In older adults, regular strength training reduces fractures from falls and improves balance. Falling is a greater risk for seniors because bones break more easily in weakened bones. Even a minor fracture can lead to complications such as a hip fracture, which limits mobility and independence. Exercise, especially low-impact exercises incorporating balance and movement-based movements like tai chi, can improve stability and reduce fall risk. Studies have shown that resistance training increases aging adults’ muscle strength and endurance. This is likely because of favorable neuromuscular adaptations, including increased skeletal muscle size and decreased force decrement (i.e., a loss of force with repetition) (536).
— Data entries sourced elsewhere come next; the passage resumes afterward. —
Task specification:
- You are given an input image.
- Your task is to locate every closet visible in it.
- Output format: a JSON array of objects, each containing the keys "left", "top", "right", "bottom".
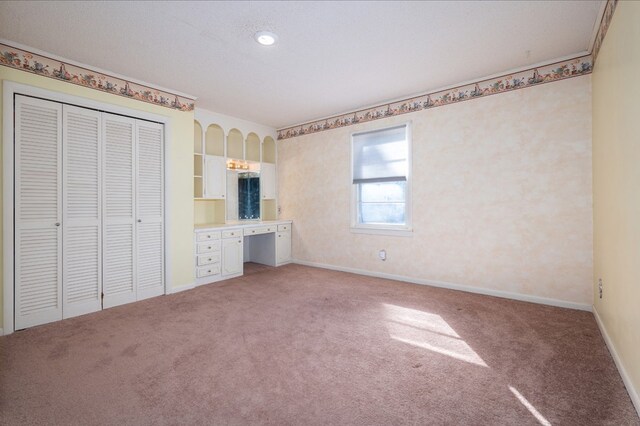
[{"left": 14, "top": 95, "right": 164, "bottom": 330}]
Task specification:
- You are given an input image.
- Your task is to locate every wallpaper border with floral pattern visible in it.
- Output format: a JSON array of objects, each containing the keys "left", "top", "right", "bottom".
[
  {"left": 278, "top": 55, "right": 593, "bottom": 140},
  {"left": 0, "top": 43, "right": 195, "bottom": 111},
  {"left": 278, "top": 0, "right": 618, "bottom": 140}
]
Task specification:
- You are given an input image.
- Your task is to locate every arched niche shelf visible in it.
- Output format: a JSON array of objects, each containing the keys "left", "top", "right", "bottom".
[
  {"left": 244, "top": 132, "right": 260, "bottom": 162},
  {"left": 262, "top": 136, "right": 276, "bottom": 164},
  {"left": 193, "top": 120, "right": 202, "bottom": 154},
  {"left": 193, "top": 120, "right": 204, "bottom": 198},
  {"left": 227, "top": 129, "right": 244, "bottom": 160},
  {"left": 204, "top": 124, "right": 224, "bottom": 157}
]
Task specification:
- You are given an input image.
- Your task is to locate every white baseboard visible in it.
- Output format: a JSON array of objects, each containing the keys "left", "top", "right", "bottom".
[
  {"left": 293, "top": 259, "right": 592, "bottom": 312},
  {"left": 169, "top": 283, "right": 196, "bottom": 294},
  {"left": 593, "top": 306, "right": 640, "bottom": 416}
]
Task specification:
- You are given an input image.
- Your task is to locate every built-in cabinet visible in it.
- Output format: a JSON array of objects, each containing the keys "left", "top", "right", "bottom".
[
  {"left": 193, "top": 117, "right": 277, "bottom": 224},
  {"left": 13, "top": 95, "right": 164, "bottom": 330},
  {"left": 276, "top": 223, "right": 291, "bottom": 266},
  {"left": 194, "top": 221, "right": 291, "bottom": 285},
  {"left": 222, "top": 231, "right": 243, "bottom": 277}
]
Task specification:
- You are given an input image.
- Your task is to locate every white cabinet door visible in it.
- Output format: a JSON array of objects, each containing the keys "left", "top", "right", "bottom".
[
  {"left": 260, "top": 163, "right": 276, "bottom": 200},
  {"left": 222, "top": 237, "right": 244, "bottom": 277},
  {"left": 62, "top": 105, "right": 102, "bottom": 318},
  {"left": 276, "top": 231, "right": 291, "bottom": 265},
  {"left": 136, "top": 120, "right": 164, "bottom": 300},
  {"left": 204, "top": 155, "right": 227, "bottom": 198},
  {"left": 102, "top": 113, "right": 136, "bottom": 308},
  {"left": 13, "top": 96, "right": 62, "bottom": 330}
]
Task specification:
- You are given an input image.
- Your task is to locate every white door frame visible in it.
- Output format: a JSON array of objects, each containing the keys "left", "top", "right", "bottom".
[{"left": 0, "top": 80, "right": 172, "bottom": 334}]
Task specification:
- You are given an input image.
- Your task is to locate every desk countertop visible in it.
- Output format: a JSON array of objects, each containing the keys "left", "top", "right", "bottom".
[{"left": 193, "top": 219, "right": 292, "bottom": 231}]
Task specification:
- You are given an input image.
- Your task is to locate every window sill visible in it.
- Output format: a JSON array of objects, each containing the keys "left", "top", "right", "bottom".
[{"left": 351, "top": 226, "right": 413, "bottom": 237}]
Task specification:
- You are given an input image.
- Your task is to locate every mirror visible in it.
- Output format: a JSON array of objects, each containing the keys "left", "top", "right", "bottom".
[{"left": 227, "top": 161, "right": 260, "bottom": 221}]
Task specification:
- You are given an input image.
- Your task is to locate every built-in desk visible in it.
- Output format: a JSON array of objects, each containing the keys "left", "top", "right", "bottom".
[{"left": 194, "top": 220, "right": 291, "bottom": 285}]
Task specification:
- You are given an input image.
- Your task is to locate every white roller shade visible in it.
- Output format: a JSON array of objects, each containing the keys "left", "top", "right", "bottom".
[{"left": 353, "top": 125, "right": 409, "bottom": 183}]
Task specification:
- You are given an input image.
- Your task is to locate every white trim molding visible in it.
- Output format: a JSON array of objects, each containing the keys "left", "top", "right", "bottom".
[
  {"left": 2, "top": 80, "right": 172, "bottom": 334},
  {"left": 593, "top": 305, "right": 640, "bottom": 416},
  {"left": 293, "top": 259, "right": 592, "bottom": 312}
]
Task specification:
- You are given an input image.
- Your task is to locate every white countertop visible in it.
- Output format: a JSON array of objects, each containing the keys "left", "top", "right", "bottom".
[{"left": 193, "top": 219, "right": 292, "bottom": 231}]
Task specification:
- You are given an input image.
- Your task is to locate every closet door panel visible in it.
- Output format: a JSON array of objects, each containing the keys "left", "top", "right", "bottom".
[
  {"left": 102, "top": 113, "right": 136, "bottom": 308},
  {"left": 136, "top": 120, "right": 164, "bottom": 300},
  {"left": 62, "top": 105, "right": 102, "bottom": 318},
  {"left": 14, "top": 96, "right": 62, "bottom": 330}
]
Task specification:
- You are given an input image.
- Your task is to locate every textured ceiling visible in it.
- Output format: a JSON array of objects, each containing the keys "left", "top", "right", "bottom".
[{"left": 0, "top": 0, "right": 602, "bottom": 127}]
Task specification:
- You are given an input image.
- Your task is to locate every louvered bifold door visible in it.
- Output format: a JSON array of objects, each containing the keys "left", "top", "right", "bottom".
[
  {"left": 102, "top": 113, "right": 136, "bottom": 308},
  {"left": 62, "top": 105, "right": 102, "bottom": 318},
  {"left": 136, "top": 120, "right": 164, "bottom": 300},
  {"left": 14, "top": 96, "right": 62, "bottom": 330}
]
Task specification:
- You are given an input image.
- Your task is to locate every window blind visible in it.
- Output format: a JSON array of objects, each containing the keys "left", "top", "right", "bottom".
[{"left": 353, "top": 125, "right": 409, "bottom": 183}]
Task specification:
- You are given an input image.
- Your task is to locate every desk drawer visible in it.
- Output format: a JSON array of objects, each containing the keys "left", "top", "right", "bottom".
[
  {"left": 244, "top": 226, "right": 276, "bottom": 235},
  {"left": 198, "top": 252, "right": 220, "bottom": 266},
  {"left": 196, "top": 240, "right": 220, "bottom": 254},
  {"left": 196, "top": 231, "right": 220, "bottom": 242},
  {"left": 197, "top": 263, "right": 220, "bottom": 278},
  {"left": 222, "top": 229, "right": 242, "bottom": 238}
]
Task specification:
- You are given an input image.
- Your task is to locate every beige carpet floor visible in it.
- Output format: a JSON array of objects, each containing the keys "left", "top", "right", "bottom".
[{"left": 0, "top": 265, "right": 640, "bottom": 425}]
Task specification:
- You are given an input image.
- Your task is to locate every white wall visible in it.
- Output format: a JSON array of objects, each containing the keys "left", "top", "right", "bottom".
[{"left": 278, "top": 75, "right": 593, "bottom": 309}]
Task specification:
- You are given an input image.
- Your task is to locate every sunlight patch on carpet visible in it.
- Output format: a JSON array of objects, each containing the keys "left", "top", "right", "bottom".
[
  {"left": 509, "top": 386, "right": 551, "bottom": 426},
  {"left": 382, "top": 303, "right": 488, "bottom": 367}
]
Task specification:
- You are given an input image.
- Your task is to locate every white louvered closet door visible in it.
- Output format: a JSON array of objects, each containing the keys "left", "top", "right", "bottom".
[
  {"left": 136, "top": 120, "right": 164, "bottom": 300},
  {"left": 62, "top": 105, "right": 102, "bottom": 318},
  {"left": 102, "top": 113, "right": 136, "bottom": 308},
  {"left": 14, "top": 96, "right": 62, "bottom": 330}
]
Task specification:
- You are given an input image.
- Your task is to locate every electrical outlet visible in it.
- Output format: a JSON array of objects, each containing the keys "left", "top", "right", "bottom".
[
  {"left": 378, "top": 249, "right": 387, "bottom": 262},
  {"left": 598, "top": 278, "right": 602, "bottom": 299}
]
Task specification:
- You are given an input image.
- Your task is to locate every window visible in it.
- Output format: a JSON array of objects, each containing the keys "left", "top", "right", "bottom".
[{"left": 351, "top": 124, "right": 411, "bottom": 233}]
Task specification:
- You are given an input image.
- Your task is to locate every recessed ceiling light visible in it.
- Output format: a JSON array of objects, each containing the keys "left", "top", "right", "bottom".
[{"left": 253, "top": 31, "right": 278, "bottom": 46}]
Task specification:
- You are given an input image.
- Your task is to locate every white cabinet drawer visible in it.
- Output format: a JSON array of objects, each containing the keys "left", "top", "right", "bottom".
[
  {"left": 196, "top": 231, "right": 220, "bottom": 242},
  {"left": 222, "top": 229, "right": 242, "bottom": 238},
  {"left": 196, "top": 240, "right": 220, "bottom": 254},
  {"left": 198, "top": 252, "right": 220, "bottom": 266},
  {"left": 197, "top": 263, "right": 220, "bottom": 278},
  {"left": 244, "top": 226, "right": 276, "bottom": 235}
]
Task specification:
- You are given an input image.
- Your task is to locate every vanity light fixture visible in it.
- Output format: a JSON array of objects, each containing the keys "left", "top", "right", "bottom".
[{"left": 253, "top": 31, "right": 278, "bottom": 46}]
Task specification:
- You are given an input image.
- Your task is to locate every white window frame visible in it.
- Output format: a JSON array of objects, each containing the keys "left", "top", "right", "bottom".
[{"left": 349, "top": 121, "right": 413, "bottom": 237}]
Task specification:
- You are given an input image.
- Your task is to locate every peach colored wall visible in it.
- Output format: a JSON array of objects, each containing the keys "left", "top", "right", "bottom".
[
  {"left": 278, "top": 75, "right": 593, "bottom": 308},
  {"left": 593, "top": 2, "right": 640, "bottom": 412}
]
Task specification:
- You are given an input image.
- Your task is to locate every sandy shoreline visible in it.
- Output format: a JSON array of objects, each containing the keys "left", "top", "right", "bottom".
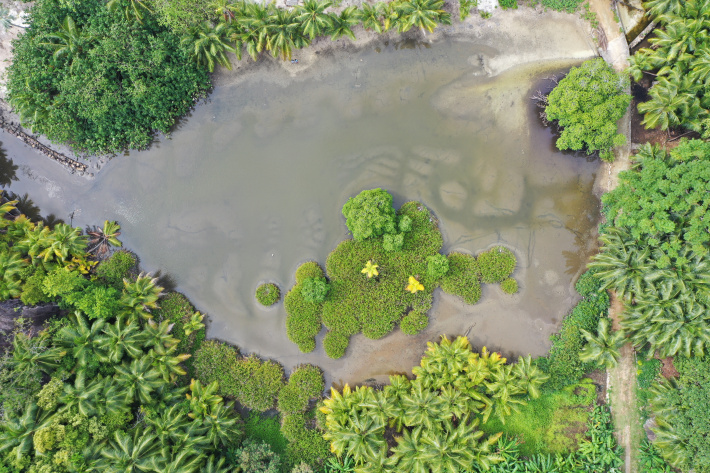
[{"left": 0, "top": 0, "right": 597, "bottom": 178}]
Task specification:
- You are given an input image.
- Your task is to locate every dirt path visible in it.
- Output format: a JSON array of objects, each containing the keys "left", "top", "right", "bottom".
[{"left": 589, "top": 0, "right": 643, "bottom": 473}]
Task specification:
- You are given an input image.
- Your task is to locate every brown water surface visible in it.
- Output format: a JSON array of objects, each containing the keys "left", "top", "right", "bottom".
[{"left": 0, "top": 41, "right": 599, "bottom": 383}]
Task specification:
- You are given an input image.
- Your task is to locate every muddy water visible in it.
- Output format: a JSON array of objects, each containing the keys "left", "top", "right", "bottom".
[{"left": 0, "top": 41, "right": 598, "bottom": 383}]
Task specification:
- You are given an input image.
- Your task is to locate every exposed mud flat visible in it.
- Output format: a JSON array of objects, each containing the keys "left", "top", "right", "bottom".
[{"left": 0, "top": 22, "right": 598, "bottom": 383}]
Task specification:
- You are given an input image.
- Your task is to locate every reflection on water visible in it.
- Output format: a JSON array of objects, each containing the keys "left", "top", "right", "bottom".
[{"left": 0, "top": 38, "right": 598, "bottom": 382}]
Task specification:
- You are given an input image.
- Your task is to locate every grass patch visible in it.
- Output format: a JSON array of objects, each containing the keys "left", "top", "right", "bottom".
[{"left": 481, "top": 378, "right": 596, "bottom": 456}]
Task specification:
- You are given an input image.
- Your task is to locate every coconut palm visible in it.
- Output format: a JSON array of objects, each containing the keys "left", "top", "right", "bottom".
[
  {"left": 181, "top": 22, "right": 236, "bottom": 72},
  {"left": 58, "top": 370, "right": 104, "bottom": 417},
  {"left": 42, "top": 15, "right": 95, "bottom": 66},
  {"left": 579, "top": 317, "right": 624, "bottom": 369},
  {"left": 185, "top": 379, "right": 222, "bottom": 420},
  {"left": 360, "top": 2, "right": 383, "bottom": 33},
  {"left": 86, "top": 220, "right": 123, "bottom": 256},
  {"left": 143, "top": 319, "right": 180, "bottom": 349},
  {"left": 114, "top": 357, "right": 163, "bottom": 404},
  {"left": 0, "top": 249, "right": 27, "bottom": 300},
  {"left": 0, "top": 399, "right": 52, "bottom": 461},
  {"left": 106, "top": 0, "right": 153, "bottom": 23},
  {"left": 37, "top": 223, "right": 87, "bottom": 263},
  {"left": 148, "top": 345, "right": 192, "bottom": 382},
  {"left": 398, "top": 0, "right": 451, "bottom": 34},
  {"left": 96, "top": 317, "right": 145, "bottom": 363},
  {"left": 54, "top": 312, "right": 106, "bottom": 368},
  {"left": 296, "top": 0, "right": 333, "bottom": 39},
  {"left": 10, "top": 332, "right": 67, "bottom": 373},
  {"left": 266, "top": 8, "right": 300, "bottom": 60},
  {"left": 330, "top": 6, "right": 360, "bottom": 41},
  {"left": 96, "top": 428, "right": 160, "bottom": 473},
  {"left": 121, "top": 273, "right": 163, "bottom": 319}
]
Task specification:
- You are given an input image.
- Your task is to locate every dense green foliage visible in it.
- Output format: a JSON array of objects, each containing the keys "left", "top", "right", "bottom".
[
  {"left": 590, "top": 140, "right": 710, "bottom": 356},
  {"left": 8, "top": 0, "right": 210, "bottom": 153},
  {"left": 284, "top": 189, "right": 516, "bottom": 358},
  {"left": 651, "top": 357, "right": 710, "bottom": 473},
  {"left": 256, "top": 283, "right": 281, "bottom": 307},
  {"left": 321, "top": 337, "right": 545, "bottom": 472},
  {"left": 481, "top": 378, "right": 596, "bottom": 457},
  {"left": 629, "top": 0, "right": 710, "bottom": 138},
  {"left": 540, "top": 271, "right": 610, "bottom": 389},
  {"left": 545, "top": 58, "right": 631, "bottom": 161}
]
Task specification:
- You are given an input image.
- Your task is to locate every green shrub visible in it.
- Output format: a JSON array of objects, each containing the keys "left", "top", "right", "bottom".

Choosing an appropriate exercise intensity for older adults to avoid injury and maintain safety is essential. Consult a health or fitness professional to discuss your goals and find an exercise program that is right for you. An excellent place to start is with bodyweight exercises such as pushups, pullups, planks, and lunges or using a lightweight resistance tubing available at most sporting goods stores.

Better Sleep

A poor night’s sleep can significantly reduce a senior’s quality of life. Insomnia is the most common sleep disorder, but other issues like restless leg syndrome and snoring or sleep apnea can also impact seniors. Several factors, including medications, diet, lifestyle, stress, and age-related changes, can cause sleep problems.

Although some of these are unavoidable, some things can be done to improve the situation. For instance, regular exercise releases chemicals that promote a better sleep cycle, and a daily routine can help sync up your natural sleep rhythm. In addition, a healthy diet can also make a difference by keeping your body in optimal shape. Try adding more nutrient-rich foods to your diet and ensuring you get enough sunlight to regulate melatonin levels. Finally, staying socially active can help prevent stress and depression that can cause insomnia and other sleep disorders.